Il prato maledetto/II
Questo testo è completo. |
◄ | I | III | ► |
Capitolo II.
Di un nuovo Landerico, che andava in traccia di un’altra Fredegonda.
Marbaudo era un bel giovinotto bruno, gagliardo di membra, e mite d’animo, poi, così mite, che in certi momenti non pareva aver coscienza della sua forza. Agile e destro nei giuochi, com’era valido allo maggiori fatiche, aveva nello sguardo una grazia quasi infantile, e portava con un corto garbo le sue umili vesti di montanaro.
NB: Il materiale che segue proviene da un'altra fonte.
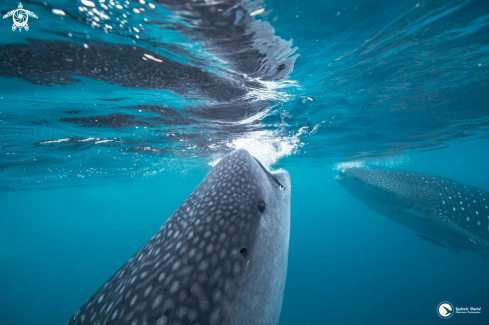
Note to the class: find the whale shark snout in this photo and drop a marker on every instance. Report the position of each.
(221, 258)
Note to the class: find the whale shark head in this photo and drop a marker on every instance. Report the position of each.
(221, 258)
(442, 210)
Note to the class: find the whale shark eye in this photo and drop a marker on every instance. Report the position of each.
(244, 252)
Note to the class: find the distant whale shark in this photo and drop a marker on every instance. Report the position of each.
(221, 258)
(445, 212)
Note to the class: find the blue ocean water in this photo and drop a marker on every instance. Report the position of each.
(109, 118)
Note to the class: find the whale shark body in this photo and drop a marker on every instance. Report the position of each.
(221, 258)
(445, 212)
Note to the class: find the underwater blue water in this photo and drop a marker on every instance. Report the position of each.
(93, 160)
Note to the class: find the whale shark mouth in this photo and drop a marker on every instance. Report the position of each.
(270, 175)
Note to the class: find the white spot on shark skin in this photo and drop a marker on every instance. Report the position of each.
(147, 291)
(161, 277)
(174, 287)
(133, 300)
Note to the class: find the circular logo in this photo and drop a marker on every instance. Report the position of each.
(444, 309)
(20, 18)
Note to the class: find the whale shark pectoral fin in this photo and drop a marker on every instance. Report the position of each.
(437, 243)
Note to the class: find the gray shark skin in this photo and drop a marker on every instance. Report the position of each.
(221, 258)
(439, 208)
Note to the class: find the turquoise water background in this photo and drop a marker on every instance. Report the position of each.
(387, 85)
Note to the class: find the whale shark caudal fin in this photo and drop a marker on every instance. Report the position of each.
(221, 258)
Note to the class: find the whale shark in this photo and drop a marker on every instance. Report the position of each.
(221, 257)
(443, 211)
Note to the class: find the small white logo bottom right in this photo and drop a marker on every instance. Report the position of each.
(445, 309)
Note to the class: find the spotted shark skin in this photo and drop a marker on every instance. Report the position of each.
(221, 258)
(439, 208)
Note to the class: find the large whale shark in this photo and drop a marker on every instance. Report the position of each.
(221, 258)
(445, 212)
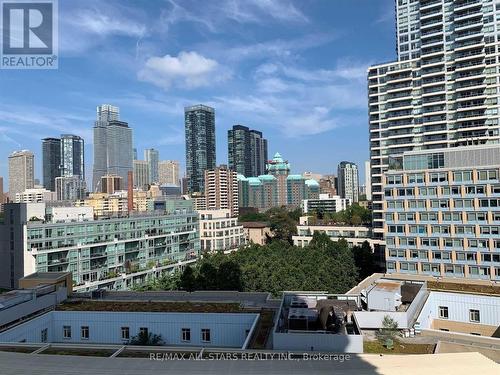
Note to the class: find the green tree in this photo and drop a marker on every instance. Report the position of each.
(282, 223)
(388, 331)
(188, 279)
(229, 276)
(207, 277)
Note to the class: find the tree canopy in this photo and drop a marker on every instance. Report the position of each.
(278, 266)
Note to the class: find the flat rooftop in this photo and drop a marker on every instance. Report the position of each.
(453, 363)
(46, 275)
(443, 284)
(149, 306)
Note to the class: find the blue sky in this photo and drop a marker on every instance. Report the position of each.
(295, 70)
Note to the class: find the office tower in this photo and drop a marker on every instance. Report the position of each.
(168, 172)
(368, 181)
(247, 151)
(442, 92)
(280, 169)
(141, 174)
(35, 195)
(152, 157)
(327, 185)
(221, 189)
(51, 162)
(238, 153)
(348, 181)
(2, 197)
(21, 172)
(112, 145)
(70, 188)
(442, 212)
(72, 156)
(111, 183)
(258, 152)
(200, 145)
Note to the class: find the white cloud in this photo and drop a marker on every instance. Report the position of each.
(96, 22)
(187, 70)
(36, 122)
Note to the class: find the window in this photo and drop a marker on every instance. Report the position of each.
(125, 333)
(85, 333)
(43, 335)
(474, 316)
(186, 334)
(67, 332)
(205, 335)
(443, 312)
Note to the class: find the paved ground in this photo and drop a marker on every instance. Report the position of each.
(363, 364)
(448, 347)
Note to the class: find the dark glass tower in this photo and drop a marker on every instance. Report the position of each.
(51, 160)
(247, 151)
(72, 156)
(200, 145)
(239, 150)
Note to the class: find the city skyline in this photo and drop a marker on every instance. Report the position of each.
(261, 61)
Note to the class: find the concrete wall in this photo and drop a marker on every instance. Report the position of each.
(318, 342)
(29, 307)
(459, 305)
(226, 330)
(373, 319)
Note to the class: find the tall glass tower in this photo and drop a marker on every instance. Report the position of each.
(51, 162)
(200, 144)
(72, 156)
(112, 146)
(442, 91)
(152, 156)
(247, 151)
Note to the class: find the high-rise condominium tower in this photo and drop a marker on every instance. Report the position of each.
(200, 145)
(247, 151)
(21, 172)
(112, 146)
(72, 156)
(152, 157)
(168, 172)
(141, 174)
(443, 90)
(221, 189)
(51, 162)
(348, 181)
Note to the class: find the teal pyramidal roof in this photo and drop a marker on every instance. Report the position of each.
(312, 182)
(278, 163)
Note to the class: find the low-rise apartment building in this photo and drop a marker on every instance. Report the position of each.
(219, 231)
(326, 203)
(354, 235)
(105, 253)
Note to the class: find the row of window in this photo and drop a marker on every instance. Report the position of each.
(125, 333)
(439, 229)
(444, 190)
(452, 269)
(474, 315)
(445, 255)
(459, 176)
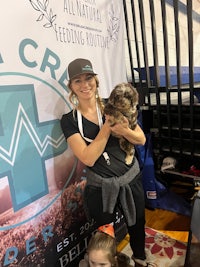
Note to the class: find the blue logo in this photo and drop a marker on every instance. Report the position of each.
(25, 143)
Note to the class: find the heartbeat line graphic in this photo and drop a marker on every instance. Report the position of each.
(23, 120)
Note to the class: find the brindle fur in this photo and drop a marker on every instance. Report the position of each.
(122, 103)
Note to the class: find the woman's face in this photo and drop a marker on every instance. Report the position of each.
(98, 258)
(84, 86)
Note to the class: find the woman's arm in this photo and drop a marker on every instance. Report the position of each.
(88, 154)
(136, 136)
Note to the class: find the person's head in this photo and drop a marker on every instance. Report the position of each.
(81, 77)
(102, 248)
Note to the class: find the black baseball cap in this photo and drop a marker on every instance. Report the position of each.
(79, 66)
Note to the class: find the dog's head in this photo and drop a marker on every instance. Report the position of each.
(124, 97)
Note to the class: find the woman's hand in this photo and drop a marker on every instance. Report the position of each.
(135, 136)
(120, 128)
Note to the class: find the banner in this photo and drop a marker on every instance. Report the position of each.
(42, 222)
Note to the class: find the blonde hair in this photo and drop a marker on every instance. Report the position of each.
(106, 243)
(99, 99)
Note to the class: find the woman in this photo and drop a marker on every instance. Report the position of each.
(111, 183)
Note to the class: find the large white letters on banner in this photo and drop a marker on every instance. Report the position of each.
(42, 222)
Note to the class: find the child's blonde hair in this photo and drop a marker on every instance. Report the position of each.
(102, 241)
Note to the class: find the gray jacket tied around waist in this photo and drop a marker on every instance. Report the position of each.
(115, 187)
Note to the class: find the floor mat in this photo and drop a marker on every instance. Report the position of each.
(162, 250)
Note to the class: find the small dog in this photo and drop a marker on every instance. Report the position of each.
(123, 102)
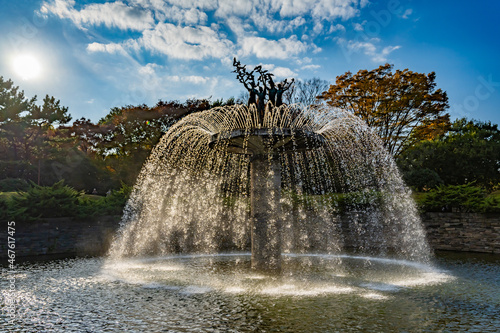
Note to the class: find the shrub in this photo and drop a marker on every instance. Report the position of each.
(461, 198)
(13, 184)
(112, 204)
(422, 179)
(57, 200)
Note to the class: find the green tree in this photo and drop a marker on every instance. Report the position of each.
(29, 132)
(122, 140)
(469, 152)
(403, 107)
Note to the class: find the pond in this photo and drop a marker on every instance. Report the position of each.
(314, 293)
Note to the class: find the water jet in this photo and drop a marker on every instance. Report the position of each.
(270, 178)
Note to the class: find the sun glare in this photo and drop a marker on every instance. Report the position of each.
(27, 67)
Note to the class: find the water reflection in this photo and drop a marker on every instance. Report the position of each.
(458, 293)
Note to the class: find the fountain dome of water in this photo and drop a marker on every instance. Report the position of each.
(284, 179)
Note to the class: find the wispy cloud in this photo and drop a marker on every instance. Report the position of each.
(110, 14)
(265, 48)
(369, 48)
(181, 29)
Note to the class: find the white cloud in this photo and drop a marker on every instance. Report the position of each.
(108, 48)
(184, 29)
(279, 72)
(266, 48)
(310, 67)
(336, 27)
(185, 42)
(370, 49)
(110, 14)
(358, 27)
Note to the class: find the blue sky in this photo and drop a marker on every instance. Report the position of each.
(95, 55)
Quel giovane atleta, che pareva così timido alla presenza delle donne, era audacissimo nelle cacce sui monti, infestati allora da lupi, e nelle corse notturne per valli e foreste. Nell’inverno, quando un lenzuolo di neve si stendeva a più doppi su quegli ultimi sproni delle Alpi, le donne di Cosseria si radunavano alla veglia nelle grandi stalle di Dodone; e là, confortate dal caldo, in mezzo ai buoi che riposavano sui loro giacigli di paglia spesso rinnovata, al fioco lume di una lanterna sospesa al trave di mezzo, vecchie e giovani filavano allegramente. Non tutte, s’intende, riescivano a filare le due conocchie per sera, che sono l’obbligo e l’onore della buona filatrice. Le giovani, per esempio restavano troppo spesso incantate ai racconti di fate e di versiere che qualche vecchio faceva; o troppo spesso si fermavano a ridere, per qualche graziosa parola sussurrata al loro orecchio dai giovanotti, che stavano dalla parte loro, o seduti su d’una panca, o ritti con la spalla al muro.
Quando c’era Marbaudo (e c’era spesso, non dubitate), anch’egli raccontava le sue storie. E piaceva alle vecchie, che non offendeva mai, mutandole in vecchie streghe, come è vizio della gioventù, che non pensa di doverci arrivare anche lei, all’età dei capelli bianchi e arruffati, delle faccie grinzose e delle bocche sdentate. Nè piaceva meno alle giovani, perchè le maritava sempre a figli di conti e di imperatori, per l’intromissione cortese di spiritelli arguti e di fate benefiche.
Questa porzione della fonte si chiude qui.